Patent Opposition Strategy

Pre-Issuance Submission

Submit prior art during examination — before claims issue — with zero estoppel risk.

Quick Answer

Under 35 U.S.C. § 122(e) and 37 C.F.R. § 1.290, anyone can submit prior art against a pending patent application — free for the first 3 documents, no estoppel created. File before the applicant's first office action response or 6 months after publication, whichever is later. A no-risk first move before considering IPR.

Requirements

What to Include in a § 1.290 Submission

Required

  • Documents: patents, published applications, printed publications
  • Concise description of relevance for each document
  • Legible copy of each document (or USPTO accessible patent/pub)
  • Statement that the submission is made under § 1.290
  • Fee: free for first 3 docs; fee for 4+ docs

NOT Permitted

  • Arguments for or against patentability (relevance only)
  • Declarations or affidavits
  • Non-printed-publication evidence (products, physical samples)
  • Claims of invalidity or attorney argument
  • Submission after the timing deadline

Comparison

Pre-Issuance vs. IPR vs. Ex Parte Reexamination

Pre-Issuance Sub.Inter Partes ReviewEx Parte Reexam
Who can fileAnyone (anonymous OK via attorney)Any person (not the patent owner)Anyone (anonymous OK)
TimingDuring prosecution — before allowance or first OA + 6 months publicationWithin 1 year of service of infringement complaint; after grantAny time after grant; no deadline
GroundsAny printed publication, patent, or published application§§ 102/103 — patents and printed publications only§§ 102/103 — patents and printed publications only
Participation after filingNone — examiner decides; no back-and-forthFull participation — trial proceeding at PTABNone — requester cannot participate after initial filing
EstoppelNONE — zero estoppel riskGrounds raised or reasonably could have raisedLimited — only if adverse final decision on specific claims
CostFree (first 3 docs) to ~$180 for 4–10 docs$19,000–$25,000 + $150,000–$500,000 legal fees$12,000 + legal fees for preparation
OutcomeExaminer may reject, narrow, or allow claims — no guaranteed resultPTAB invalidates ~80% of reviewed claims; institution rate ~60%Examiner conducts full examination with requester's art
RiskLow — no adverse consequences if examiner ignoresHigh — if you lose, IPR estoppel bars all arguments reasonably raisableMedium — some estoppel risk on finally decided issues

FAQ

What is a pre-issuance submission?

A pre-issuance submission (also called a third-party submission) under 35 U.S.C. § 122(e) and 37 C.F.R. § 1.290 allows any member of the public — including competitors — to submit prior art to the USPTO during examination of a pending patent application. The submitter can provide patents, published patent applications, and printed publications that may be relevant to the pending claims, along with a brief explanation of their relevance. The examiner is required to consider the submitted prior art. This mechanism was expanded by the AIA in 2012.
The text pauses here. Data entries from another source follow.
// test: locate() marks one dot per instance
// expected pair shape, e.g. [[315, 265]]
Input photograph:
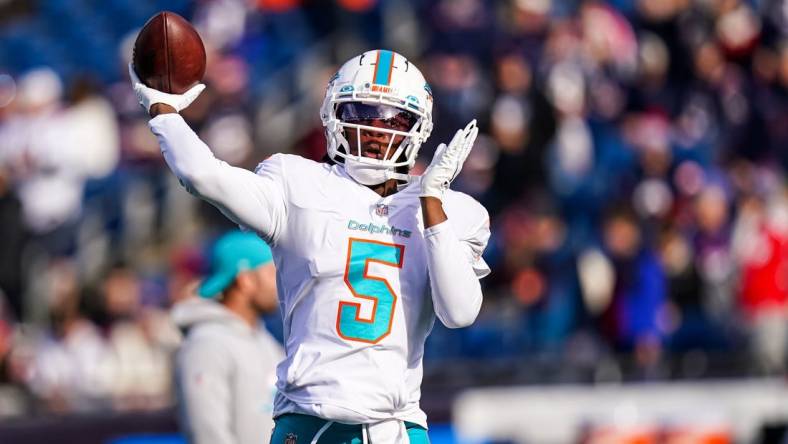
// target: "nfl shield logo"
[[381, 209]]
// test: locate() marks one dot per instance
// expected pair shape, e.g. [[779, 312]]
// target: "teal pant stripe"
[[301, 429], [383, 68]]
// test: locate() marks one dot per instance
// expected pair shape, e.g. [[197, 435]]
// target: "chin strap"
[[406, 178]]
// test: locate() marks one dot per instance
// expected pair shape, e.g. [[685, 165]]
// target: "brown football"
[[168, 54]]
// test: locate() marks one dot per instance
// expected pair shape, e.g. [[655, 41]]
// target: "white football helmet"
[[385, 84]]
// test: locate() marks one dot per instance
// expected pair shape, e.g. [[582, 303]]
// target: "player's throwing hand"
[[447, 162], [149, 96]]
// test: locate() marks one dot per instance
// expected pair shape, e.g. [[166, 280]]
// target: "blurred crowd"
[[633, 159]]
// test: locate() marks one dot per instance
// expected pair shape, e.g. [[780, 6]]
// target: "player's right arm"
[[251, 200]]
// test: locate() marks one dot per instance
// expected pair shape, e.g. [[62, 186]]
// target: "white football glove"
[[447, 162], [149, 96]]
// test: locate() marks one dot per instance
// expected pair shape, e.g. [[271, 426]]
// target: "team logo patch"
[[381, 209]]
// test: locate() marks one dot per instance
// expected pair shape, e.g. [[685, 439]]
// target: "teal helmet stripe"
[[383, 68]]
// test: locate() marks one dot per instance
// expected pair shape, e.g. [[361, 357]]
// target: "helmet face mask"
[[378, 91]]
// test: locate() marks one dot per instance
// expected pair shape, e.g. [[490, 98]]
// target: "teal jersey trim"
[[301, 429]]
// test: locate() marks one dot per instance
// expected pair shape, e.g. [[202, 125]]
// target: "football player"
[[366, 255]]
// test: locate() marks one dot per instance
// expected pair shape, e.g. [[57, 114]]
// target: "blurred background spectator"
[[633, 158]]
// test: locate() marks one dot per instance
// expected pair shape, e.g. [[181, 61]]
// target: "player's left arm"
[[453, 259]]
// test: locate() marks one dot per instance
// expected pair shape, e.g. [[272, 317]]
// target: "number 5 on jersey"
[[361, 253]]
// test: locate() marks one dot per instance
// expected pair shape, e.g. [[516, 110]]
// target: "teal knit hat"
[[233, 253]]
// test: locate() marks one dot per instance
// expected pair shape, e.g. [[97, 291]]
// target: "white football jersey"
[[354, 289]]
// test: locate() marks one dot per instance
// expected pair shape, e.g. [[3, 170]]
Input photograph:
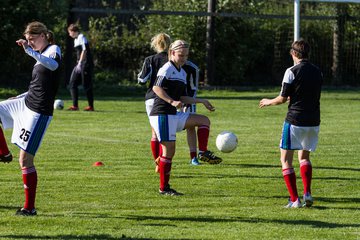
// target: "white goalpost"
[[297, 12]]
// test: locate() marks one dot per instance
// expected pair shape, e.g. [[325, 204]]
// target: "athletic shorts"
[[190, 108], [299, 138], [166, 126], [28, 126], [148, 105]]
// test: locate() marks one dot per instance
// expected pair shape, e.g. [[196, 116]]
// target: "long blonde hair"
[[160, 42], [176, 45], [38, 28]]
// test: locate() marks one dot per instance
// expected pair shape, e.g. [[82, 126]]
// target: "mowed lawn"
[[241, 198]]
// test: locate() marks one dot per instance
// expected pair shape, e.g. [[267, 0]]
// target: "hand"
[[78, 68], [177, 104], [264, 102], [23, 43], [208, 105]]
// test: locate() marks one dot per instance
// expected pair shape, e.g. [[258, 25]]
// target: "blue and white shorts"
[[28, 126], [299, 138], [166, 126]]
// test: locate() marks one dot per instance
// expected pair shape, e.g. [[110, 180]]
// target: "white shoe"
[[308, 200], [296, 204]]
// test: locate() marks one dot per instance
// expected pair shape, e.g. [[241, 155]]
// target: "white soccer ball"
[[58, 104], [226, 142]]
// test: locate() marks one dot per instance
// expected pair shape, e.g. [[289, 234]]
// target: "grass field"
[[242, 198]]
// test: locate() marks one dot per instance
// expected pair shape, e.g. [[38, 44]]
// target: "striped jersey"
[[173, 81]]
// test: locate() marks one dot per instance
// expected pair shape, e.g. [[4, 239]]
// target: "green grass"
[[242, 198]]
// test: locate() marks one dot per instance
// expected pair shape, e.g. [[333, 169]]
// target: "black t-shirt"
[[302, 83], [149, 71]]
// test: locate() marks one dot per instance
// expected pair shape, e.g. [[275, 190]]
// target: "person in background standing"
[[82, 72]]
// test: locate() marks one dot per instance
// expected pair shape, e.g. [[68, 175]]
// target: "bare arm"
[[272, 102], [164, 96]]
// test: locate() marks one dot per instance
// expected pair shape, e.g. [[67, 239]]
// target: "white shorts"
[[299, 138], [190, 108], [148, 105], [28, 126], [166, 126]]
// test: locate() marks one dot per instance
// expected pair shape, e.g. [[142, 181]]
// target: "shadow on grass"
[[94, 236], [9, 207], [310, 223], [339, 168]]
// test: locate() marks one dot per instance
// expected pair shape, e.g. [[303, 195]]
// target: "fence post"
[[210, 30]]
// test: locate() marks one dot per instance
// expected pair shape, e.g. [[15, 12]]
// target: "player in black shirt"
[[29, 114], [302, 87]]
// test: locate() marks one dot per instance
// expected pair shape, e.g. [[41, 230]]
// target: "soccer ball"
[[226, 142], [59, 104]]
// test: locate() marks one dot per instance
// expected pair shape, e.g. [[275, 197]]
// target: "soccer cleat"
[[296, 204], [89, 109], [169, 191], [6, 158], [308, 200], [194, 161], [156, 161], [73, 108], [25, 212], [209, 157]]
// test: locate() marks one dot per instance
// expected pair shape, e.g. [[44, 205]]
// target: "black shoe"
[[25, 212], [169, 191], [209, 157], [6, 158]]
When must a pre-issuance submission be filed?

A pre-issuance submission must be filed before the earlier of: (1) the date a notice of allowance is mailed (Notice of Allowance or NOAX); or (2) the later of — (a) 6 months after the date the application is first published under 35 U.S.C. § 122(b), or (b) the date a first rejection under 35 U.S.C. § 132 is mailed. In practice, this creates a window during early examination. Once an applicant files a response to a first office action, the submission may still be accepted if within 6 months of publication. Monitoring competitor applications and acting early is important.

Is there estoppel from filing a pre-issuance submission?

No — unlike inter partes review (IPR) or ex parte reexamination, there is no estoppel for a third party who files a pre-issuance submission under § 122(e). The submitter retains full ability to challenge the resulting patent later in IPR, PGR, ex parte reexamination, or in district court litigation on the same prior art that was submitted. This absence of estoppel makes pre-issuance submission one of the lowest-risk patent opposition mechanisms available — you get the benefit of trying to narrow or kill claims during prosecution without sacrificing any future invalidity arguments.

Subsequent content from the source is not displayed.